Warlock contracts with authorized devils differ from oaths taken by clerics and priests who serve fiendish lords, in that they are individual agreements between a warlock and a devil with clear, negotiated terms, as opposed to oaths or tenets to which a priest adheres in order to gain unholy clerical abilities. As he levels up, the warlock gains more powers and spellcasting abilities as he renegotiates the contract for greater uses of the patron’s power. It is also not uncommon for warlocks serving the archdevils to change patrons as they gain (or lose) power and prestige; the politics of the Nine Hells are fickle, and a warlock may find himself dropped for failure to further his patron’s fortunes, or poached by a more powerful devil who wants to take advantage of a warlock’s notoriety or to stick it to a rival.
While sorcerery is not full-on outlawed in Moonthrone, sorcerers are looked at with more scrutiny than your typical wizard who attains spellcasting through rigorous study. Since the gift of sorcery often results from exposure to otherworldly energies, sorcerers are rigorously tested for signs of corruption before being licensed and allowed to enter the city, typically with a 3 day quarantine period at one of the forts at the city gates (Fort Rustgate to the north and Eastgate in the Pelt District), or on board their ship if entering by river or sea.
Furthemore, sorcery licenses have limited expiration dates, and must be re-upped every 3 months, with further inspection to check for corruption.

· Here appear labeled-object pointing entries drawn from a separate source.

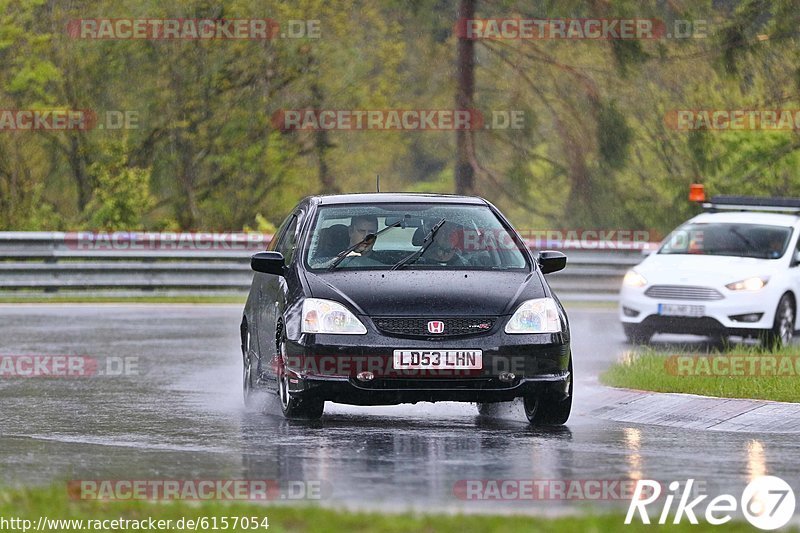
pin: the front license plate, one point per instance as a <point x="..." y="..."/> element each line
<point x="681" y="310"/>
<point x="438" y="359"/>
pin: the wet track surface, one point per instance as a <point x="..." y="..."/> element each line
<point x="180" y="416"/>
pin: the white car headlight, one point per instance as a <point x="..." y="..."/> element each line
<point x="535" y="316"/>
<point x="326" y="316"/>
<point x="634" y="279"/>
<point x="749" y="284"/>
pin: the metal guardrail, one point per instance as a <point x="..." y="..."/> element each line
<point x="37" y="263"/>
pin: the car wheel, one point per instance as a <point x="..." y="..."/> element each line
<point x="782" y="330"/>
<point x="294" y="407"/>
<point x="247" y="374"/>
<point x="548" y="409"/>
<point x="637" y="334"/>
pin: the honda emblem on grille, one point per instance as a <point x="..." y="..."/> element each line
<point x="436" y="326"/>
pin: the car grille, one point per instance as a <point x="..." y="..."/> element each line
<point x="418" y="327"/>
<point x="681" y="292"/>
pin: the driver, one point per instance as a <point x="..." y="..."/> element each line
<point x="444" y="249"/>
<point x="360" y="227"/>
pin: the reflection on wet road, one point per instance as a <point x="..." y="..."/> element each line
<point x="179" y="416"/>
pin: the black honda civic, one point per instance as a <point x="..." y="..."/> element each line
<point x="379" y="299"/>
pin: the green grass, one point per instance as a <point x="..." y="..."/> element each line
<point x="53" y="503"/>
<point x="694" y="373"/>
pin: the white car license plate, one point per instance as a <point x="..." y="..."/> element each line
<point x="681" y="310"/>
<point x="438" y="359"/>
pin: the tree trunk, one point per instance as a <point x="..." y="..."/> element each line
<point x="465" y="92"/>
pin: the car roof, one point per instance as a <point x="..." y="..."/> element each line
<point x="399" y="197"/>
<point x="747" y="217"/>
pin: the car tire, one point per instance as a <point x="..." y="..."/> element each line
<point x="782" y="330"/>
<point x="548" y="409"/>
<point x="248" y="391"/>
<point x="294" y="407"/>
<point x="637" y="334"/>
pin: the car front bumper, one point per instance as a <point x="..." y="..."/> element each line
<point x="639" y="309"/>
<point x="327" y="367"/>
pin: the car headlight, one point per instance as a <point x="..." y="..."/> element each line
<point x="326" y="316"/>
<point x="634" y="279"/>
<point x="749" y="284"/>
<point x="535" y="316"/>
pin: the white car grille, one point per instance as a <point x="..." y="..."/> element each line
<point x="682" y="292"/>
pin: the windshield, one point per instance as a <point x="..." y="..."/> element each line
<point x="740" y="240"/>
<point x="449" y="237"/>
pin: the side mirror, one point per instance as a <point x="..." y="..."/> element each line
<point x="268" y="263"/>
<point x="551" y="261"/>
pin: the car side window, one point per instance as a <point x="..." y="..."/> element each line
<point x="288" y="240"/>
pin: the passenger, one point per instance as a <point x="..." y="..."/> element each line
<point x="444" y="249"/>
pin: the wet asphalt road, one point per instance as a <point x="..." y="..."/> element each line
<point x="179" y="416"/>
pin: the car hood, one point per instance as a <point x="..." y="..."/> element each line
<point x="425" y="292"/>
<point x="702" y="270"/>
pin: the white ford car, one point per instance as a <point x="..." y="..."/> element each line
<point x="733" y="270"/>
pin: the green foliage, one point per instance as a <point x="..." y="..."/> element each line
<point x="122" y="198"/>
<point x="593" y="150"/>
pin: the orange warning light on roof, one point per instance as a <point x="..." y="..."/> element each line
<point x="697" y="193"/>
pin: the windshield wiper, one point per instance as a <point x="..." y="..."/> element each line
<point x="370" y="238"/>
<point x="426" y="242"/>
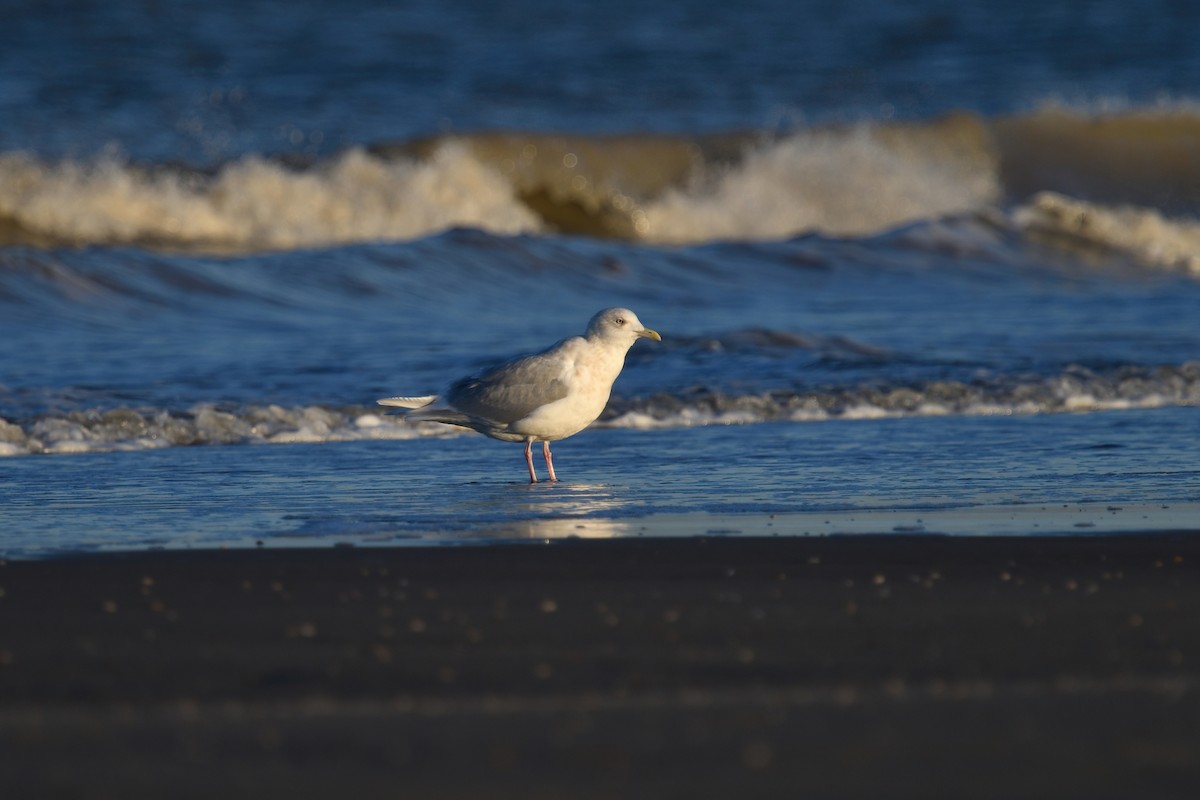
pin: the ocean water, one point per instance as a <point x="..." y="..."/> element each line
<point x="917" y="266"/>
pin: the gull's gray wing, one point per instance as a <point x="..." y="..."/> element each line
<point x="514" y="390"/>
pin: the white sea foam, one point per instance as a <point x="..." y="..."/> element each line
<point x="1144" y="234"/>
<point x="253" y="203"/>
<point x="841" y="184"/>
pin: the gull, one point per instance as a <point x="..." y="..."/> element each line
<point x="541" y="397"/>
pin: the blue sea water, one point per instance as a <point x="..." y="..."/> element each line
<point x="917" y="266"/>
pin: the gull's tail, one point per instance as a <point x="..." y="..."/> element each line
<point x="427" y="409"/>
<point x="408" y="402"/>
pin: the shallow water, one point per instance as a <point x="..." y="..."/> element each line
<point x="953" y="272"/>
<point x="1069" y="474"/>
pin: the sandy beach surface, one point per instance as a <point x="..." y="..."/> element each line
<point x="845" y="667"/>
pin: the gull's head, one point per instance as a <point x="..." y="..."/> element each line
<point x="619" y="325"/>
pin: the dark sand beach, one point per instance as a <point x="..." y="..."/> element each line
<point x="843" y="667"/>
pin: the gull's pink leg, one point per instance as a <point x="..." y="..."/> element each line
<point x="550" y="462"/>
<point x="533" y="475"/>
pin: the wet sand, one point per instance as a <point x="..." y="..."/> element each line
<point x="841" y="667"/>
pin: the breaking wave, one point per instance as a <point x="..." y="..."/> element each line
<point x="1075" y="390"/>
<point x="1127" y="180"/>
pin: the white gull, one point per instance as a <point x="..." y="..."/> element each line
<point x="541" y="397"/>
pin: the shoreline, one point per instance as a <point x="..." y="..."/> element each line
<point x="839" y="666"/>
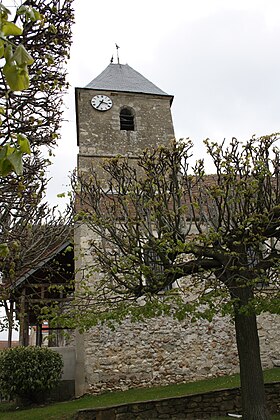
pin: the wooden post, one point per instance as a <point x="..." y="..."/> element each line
<point x="23" y="321"/>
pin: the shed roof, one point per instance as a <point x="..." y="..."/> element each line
<point x="123" y="78"/>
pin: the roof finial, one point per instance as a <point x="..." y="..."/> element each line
<point x="117" y="48"/>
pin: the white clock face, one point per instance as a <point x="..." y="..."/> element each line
<point x="101" y="102"/>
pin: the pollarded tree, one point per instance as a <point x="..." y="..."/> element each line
<point x="30" y="100"/>
<point x="38" y="36"/>
<point x="160" y="221"/>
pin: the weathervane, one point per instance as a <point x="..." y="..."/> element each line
<point x="112" y="58"/>
<point x="117" y="48"/>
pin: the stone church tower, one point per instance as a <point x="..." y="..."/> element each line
<point x="121" y="112"/>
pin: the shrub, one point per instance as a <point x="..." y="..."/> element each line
<point x="29" y="373"/>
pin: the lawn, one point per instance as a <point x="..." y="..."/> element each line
<point x="66" y="410"/>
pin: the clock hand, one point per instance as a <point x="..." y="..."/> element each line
<point x="101" y="102"/>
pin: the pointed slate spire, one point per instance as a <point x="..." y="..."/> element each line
<point x="123" y="78"/>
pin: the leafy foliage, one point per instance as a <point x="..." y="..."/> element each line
<point x="34" y="47"/>
<point x="159" y="222"/>
<point x="154" y="223"/>
<point x="26" y="372"/>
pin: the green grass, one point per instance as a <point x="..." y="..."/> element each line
<point x="66" y="410"/>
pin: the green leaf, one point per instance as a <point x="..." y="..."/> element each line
<point x="24" y="144"/>
<point x="16" y="160"/>
<point x="5" y="167"/>
<point x="2" y="48"/>
<point x="9" y="28"/>
<point x="4" y="250"/>
<point x="21" y="56"/>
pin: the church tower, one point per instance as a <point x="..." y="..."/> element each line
<point x="120" y="112"/>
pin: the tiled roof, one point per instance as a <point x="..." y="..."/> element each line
<point x="123" y="78"/>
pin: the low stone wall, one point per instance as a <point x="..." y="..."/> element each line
<point x="163" y="350"/>
<point x="217" y="403"/>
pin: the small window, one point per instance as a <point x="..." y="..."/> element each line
<point x="126" y="119"/>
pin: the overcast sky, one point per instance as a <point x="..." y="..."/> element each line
<point x="219" y="58"/>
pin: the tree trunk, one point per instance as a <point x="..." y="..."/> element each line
<point x="10" y="317"/>
<point x="251" y="375"/>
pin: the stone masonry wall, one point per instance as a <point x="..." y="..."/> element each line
<point x="100" y="134"/>
<point x="208" y="405"/>
<point x="163" y="351"/>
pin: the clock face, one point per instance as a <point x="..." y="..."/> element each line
<point x="101" y="102"/>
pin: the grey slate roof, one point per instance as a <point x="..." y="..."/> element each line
<point x="123" y="78"/>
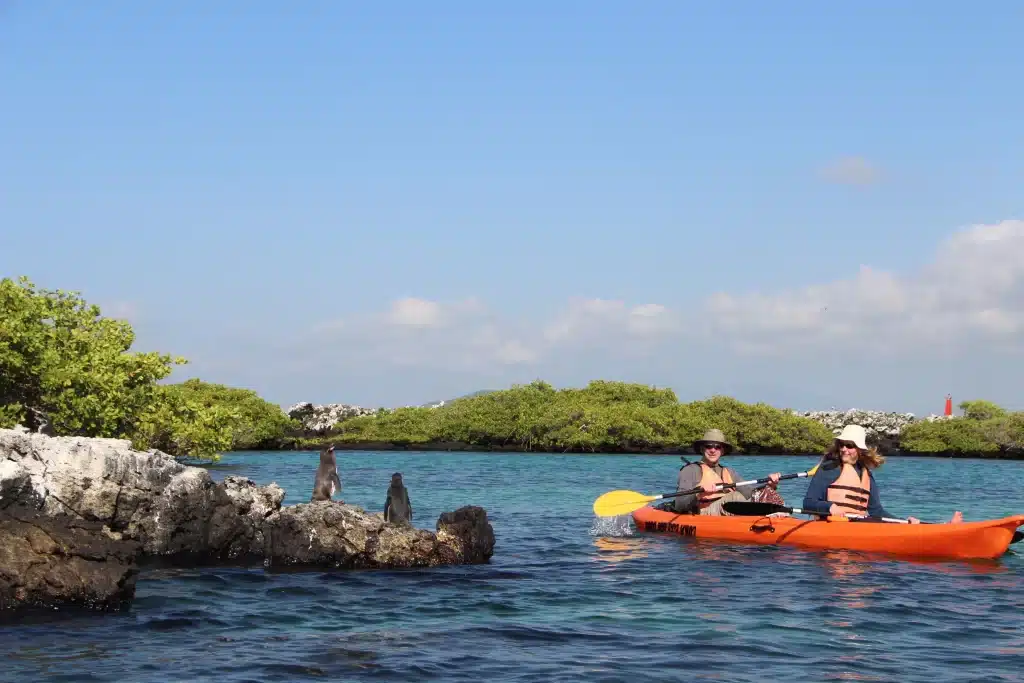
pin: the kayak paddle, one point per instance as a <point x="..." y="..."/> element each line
<point x="623" y="502"/>
<point x="763" y="509"/>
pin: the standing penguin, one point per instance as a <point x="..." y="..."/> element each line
<point x="397" y="507"/>
<point x="327" y="482"/>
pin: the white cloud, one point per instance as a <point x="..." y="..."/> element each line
<point x="851" y="171"/>
<point x="417" y="312"/>
<point x="595" y="318"/>
<point x="972" y="292"/>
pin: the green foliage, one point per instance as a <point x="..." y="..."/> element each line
<point x="601" y="417"/>
<point x="61" y="361"/>
<point x="58" y="356"/>
<point x="202" y="420"/>
<point x="985" y="429"/>
<point x="255" y="423"/>
<point x="981" y="410"/>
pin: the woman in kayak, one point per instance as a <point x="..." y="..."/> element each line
<point x="844" y="483"/>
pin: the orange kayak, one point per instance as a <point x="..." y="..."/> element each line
<point x="981" y="540"/>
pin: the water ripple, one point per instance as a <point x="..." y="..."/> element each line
<point x="566" y="597"/>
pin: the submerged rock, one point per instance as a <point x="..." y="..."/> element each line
<point x="60" y="561"/>
<point x="332" y="535"/>
<point x="144" y="496"/>
<point x="173" y="511"/>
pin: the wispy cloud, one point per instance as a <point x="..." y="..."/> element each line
<point x="851" y="171"/>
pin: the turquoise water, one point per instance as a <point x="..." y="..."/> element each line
<point x="566" y="598"/>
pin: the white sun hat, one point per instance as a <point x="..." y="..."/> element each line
<point x="854" y="433"/>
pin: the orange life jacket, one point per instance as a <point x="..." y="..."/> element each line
<point x="850" y="491"/>
<point x="709" y="475"/>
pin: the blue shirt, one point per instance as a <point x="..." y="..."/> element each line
<point x="816" y="499"/>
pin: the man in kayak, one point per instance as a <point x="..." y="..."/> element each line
<point x="709" y="474"/>
<point x="844" y="483"/>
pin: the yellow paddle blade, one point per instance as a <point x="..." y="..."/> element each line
<point x="621" y="503"/>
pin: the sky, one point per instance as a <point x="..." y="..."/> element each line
<point x="813" y="205"/>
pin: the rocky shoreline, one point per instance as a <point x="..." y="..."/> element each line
<point x="79" y="516"/>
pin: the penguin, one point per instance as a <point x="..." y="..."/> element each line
<point x="327" y="482"/>
<point x="397" y="506"/>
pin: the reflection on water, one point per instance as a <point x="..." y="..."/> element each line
<point x="566" y="597"/>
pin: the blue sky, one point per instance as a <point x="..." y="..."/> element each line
<point x="397" y="202"/>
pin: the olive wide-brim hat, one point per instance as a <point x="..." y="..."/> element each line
<point x="712" y="436"/>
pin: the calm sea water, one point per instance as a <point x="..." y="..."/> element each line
<point x="565" y="597"/>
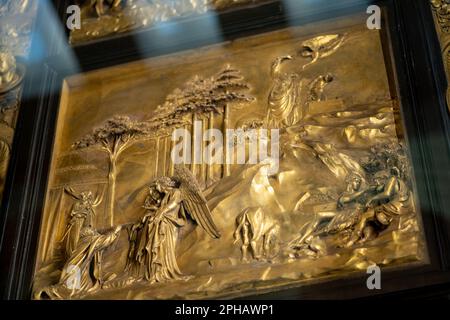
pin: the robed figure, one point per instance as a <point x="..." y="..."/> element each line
<point x="153" y="240"/>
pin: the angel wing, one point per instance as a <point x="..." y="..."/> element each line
<point x="72" y="193"/>
<point x="194" y="202"/>
<point x="321" y="47"/>
<point x="282" y="101"/>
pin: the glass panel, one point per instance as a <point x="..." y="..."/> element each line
<point x="295" y="168"/>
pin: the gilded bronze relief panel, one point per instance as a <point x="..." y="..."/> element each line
<point x="122" y="220"/>
<point x="105" y="18"/>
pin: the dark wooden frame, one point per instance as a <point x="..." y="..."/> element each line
<point x="422" y="87"/>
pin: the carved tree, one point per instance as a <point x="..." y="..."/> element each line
<point x="114" y="137"/>
<point x="204" y="97"/>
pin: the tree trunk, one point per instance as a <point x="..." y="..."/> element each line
<point x="111" y="189"/>
<point x="226" y="165"/>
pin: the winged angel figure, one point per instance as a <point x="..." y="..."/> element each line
<point x="153" y="240"/>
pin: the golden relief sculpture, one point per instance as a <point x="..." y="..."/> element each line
<point x="123" y="220"/>
<point x="16" y="19"/>
<point x="102" y="18"/>
<point x="11" y="76"/>
<point x="441" y="10"/>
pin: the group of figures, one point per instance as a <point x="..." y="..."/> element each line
<point x="170" y="204"/>
<point x="366" y="208"/>
<point x="377" y="178"/>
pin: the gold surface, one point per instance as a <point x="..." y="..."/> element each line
<point x="441" y="13"/>
<point x="104" y="18"/>
<point x="342" y="200"/>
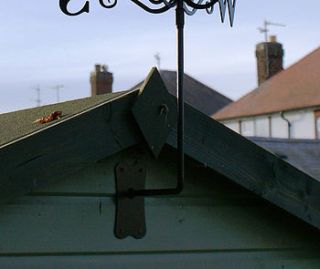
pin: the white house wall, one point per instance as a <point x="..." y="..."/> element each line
<point x="276" y="125"/>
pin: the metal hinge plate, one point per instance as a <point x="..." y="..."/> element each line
<point x="130" y="213"/>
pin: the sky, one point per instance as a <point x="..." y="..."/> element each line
<point x="42" y="47"/>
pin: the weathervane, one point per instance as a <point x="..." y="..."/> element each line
<point x="182" y="7"/>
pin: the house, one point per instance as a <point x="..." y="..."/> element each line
<point x="63" y="203"/>
<point x="197" y="94"/>
<point x="285" y="104"/>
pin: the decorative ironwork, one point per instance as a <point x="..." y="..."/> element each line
<point x="182" y="7"/>
<point x="160" y="6"/>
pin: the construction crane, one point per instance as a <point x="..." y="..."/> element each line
<point x="58" y="88"/>
<point x="265" y="29"/>
<point x="158" y="59"/>
<point x="38" y="93"/>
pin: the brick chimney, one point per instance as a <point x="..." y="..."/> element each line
<point x="269" y="59"/>
<point x="101" y="80"/>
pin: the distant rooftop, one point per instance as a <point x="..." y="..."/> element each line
<point x="197" y="94"/>
<point x="294" y="88"/>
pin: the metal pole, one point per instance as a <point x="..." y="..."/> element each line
<point x="180" y="93"/>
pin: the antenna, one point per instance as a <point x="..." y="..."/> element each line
<point x="158" y="59"/>
<point x="265" y="29"/>
<point x="38" y="93"/>
<point x="57" y="88"/>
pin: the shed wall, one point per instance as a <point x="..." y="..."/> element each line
<point x="212" y="224"/>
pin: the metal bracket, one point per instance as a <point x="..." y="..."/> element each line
<point x="130" y="213"/>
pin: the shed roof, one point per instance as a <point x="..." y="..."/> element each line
<point x="103" y="127"/>
<point x="197" y="94"/>
<point x="297" y="87"/>
<point x="20" y="123"/>
<point x="302" y="153"/>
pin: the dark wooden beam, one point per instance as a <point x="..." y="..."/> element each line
<point x="62" y="149"/>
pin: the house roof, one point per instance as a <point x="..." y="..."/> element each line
<point x="197" y="94"/>
<point x="294" y="88"/>
<point x="303" y="154"/>
<point x="103" y="128"/>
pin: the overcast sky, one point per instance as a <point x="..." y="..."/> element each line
<point x="41" y="46"/>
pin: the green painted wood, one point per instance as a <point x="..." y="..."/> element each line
<point x="220" y="260"/>
<point x="191" y="222"/>
<point x="252" y="167"/>
<point x="98" y="180"/>
<point x="87" y="226"/>
<point x="67" y="147"/>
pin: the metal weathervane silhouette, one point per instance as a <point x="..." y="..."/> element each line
<point x="182" y="7"/>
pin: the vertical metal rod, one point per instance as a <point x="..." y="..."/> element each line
<point x="180" y="94"/>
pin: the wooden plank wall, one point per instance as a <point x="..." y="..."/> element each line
<point x="213" y="224"/>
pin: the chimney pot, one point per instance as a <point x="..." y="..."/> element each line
<point x="269" y="59"/>
<point x="273" y="39"/>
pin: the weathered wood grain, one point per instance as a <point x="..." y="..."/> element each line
<point x="250" y="166"/>
<point x="67" y="147"/>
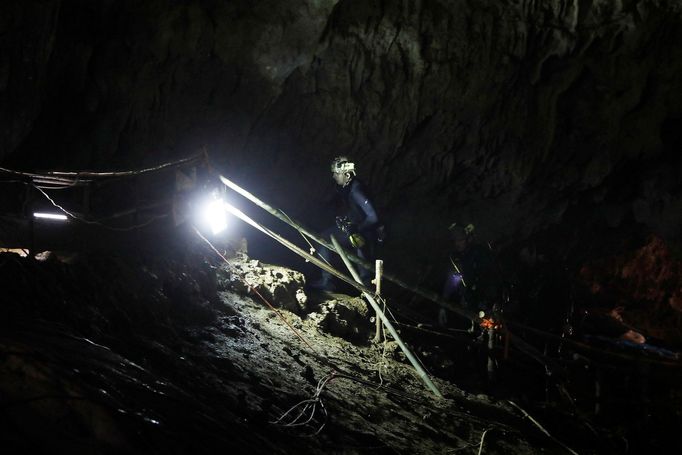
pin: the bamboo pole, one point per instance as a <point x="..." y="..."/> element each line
<point x="432" y="296"/>
<point x="377" y="284"/>
<point x="323" y="265"/>
<point x="420" y="371"/>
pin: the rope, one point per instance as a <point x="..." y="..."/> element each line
<point x="310" y="406"/>
<point x="97" y="223"/>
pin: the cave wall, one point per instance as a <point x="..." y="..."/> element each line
<point x="523" y="117"/>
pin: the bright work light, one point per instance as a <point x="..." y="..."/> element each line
<point x="50" y="216"/>
<point x="214" y="215"/>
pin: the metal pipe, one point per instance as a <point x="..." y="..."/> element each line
<point x="420" y="371"/>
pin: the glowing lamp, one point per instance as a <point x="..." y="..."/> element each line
<point x="50" y="216"/>
<point x="214" y="215"/>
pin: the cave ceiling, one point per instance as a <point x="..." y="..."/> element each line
<point x="556" y="118"/>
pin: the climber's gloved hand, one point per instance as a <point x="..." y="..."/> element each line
<point x="356" y="240"/>
<point x="344" y="224"/>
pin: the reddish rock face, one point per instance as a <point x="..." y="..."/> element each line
<point x="645" y="284"/>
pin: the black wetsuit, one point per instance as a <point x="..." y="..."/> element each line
<point x="361" y="218"/>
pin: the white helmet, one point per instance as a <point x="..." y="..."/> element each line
<point x="342" y="165"/>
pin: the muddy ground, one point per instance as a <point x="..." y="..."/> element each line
<point x="107" y="354"/>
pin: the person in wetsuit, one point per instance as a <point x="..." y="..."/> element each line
<point x="473" y="279"/>
<point x="357" y="226"/>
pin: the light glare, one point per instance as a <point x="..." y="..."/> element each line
<point x="50" y="216"/>
<point x="215" y="216"/>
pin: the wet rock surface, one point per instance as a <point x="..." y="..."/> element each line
<point x="84" y="378"/>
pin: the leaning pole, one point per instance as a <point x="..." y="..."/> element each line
<point x="299" y="227"/>
<point x="420" y="371"/>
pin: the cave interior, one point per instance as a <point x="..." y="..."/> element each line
<point x="552" y="128"/>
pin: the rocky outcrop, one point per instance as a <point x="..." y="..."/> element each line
<point x="517" y="116"/>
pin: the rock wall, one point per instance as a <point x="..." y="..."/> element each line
<point x="522" y="117"/>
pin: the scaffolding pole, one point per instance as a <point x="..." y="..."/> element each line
<point x="420" y="371"/>
<point x="433" y="297"/>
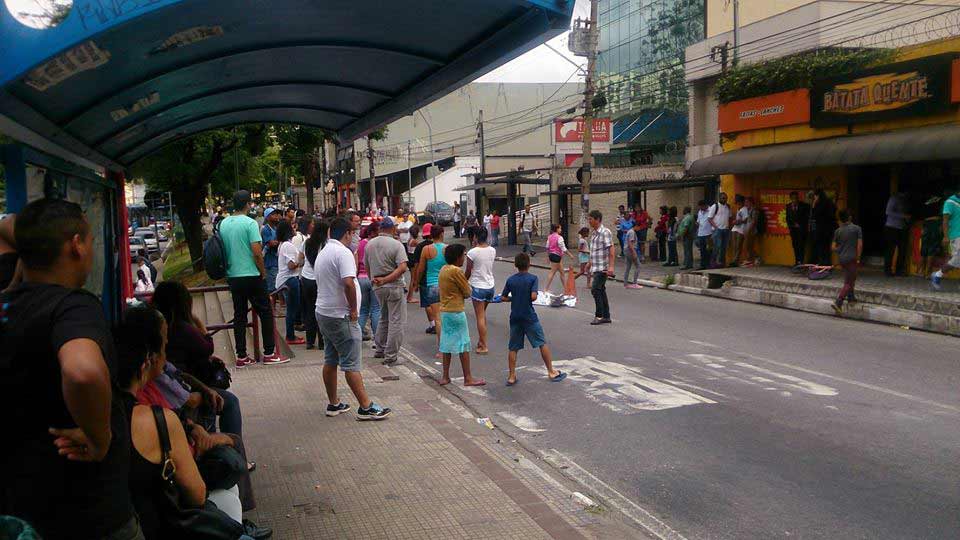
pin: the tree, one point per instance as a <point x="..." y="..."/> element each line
<point x="188" y="167"/>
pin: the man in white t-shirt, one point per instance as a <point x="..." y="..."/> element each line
<point x="719" y="218"/>
<point x="338" y="304"/>
<point x="482" y="285"/>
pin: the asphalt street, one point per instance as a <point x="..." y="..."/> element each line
<point x="731" y="420"/>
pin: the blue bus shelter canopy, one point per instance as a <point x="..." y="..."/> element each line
<point x="117" y="80"/>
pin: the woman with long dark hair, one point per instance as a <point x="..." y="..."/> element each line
<point x="308" y="281"/>
<point x="289" y="262"/>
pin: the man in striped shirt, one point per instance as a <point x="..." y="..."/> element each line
<point x="602" y="255"/>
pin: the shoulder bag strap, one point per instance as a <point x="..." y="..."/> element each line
<point x="169" y="469"/>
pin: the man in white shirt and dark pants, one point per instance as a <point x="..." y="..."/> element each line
<point x="338" y="303"/>
<point x="719" y="218"/>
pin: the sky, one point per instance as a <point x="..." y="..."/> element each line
<point x="539" y="65"/>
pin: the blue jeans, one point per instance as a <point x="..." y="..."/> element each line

Also of note, sorcerers may call upon their inner magic to boost their spells, much like a warlock boosts his spell with his patron's help (see Warlock Pact Magic). A sorceror may do so using sorcery points with no ill effect, or push further with any ability that uses sorcery points once he is out of sorcery points, but doing so comes with a cost--the sorceror must roll for corruption, and risk an incursion at DM discretion (you never know who or what may be watching just beyond the boundaries between worlds).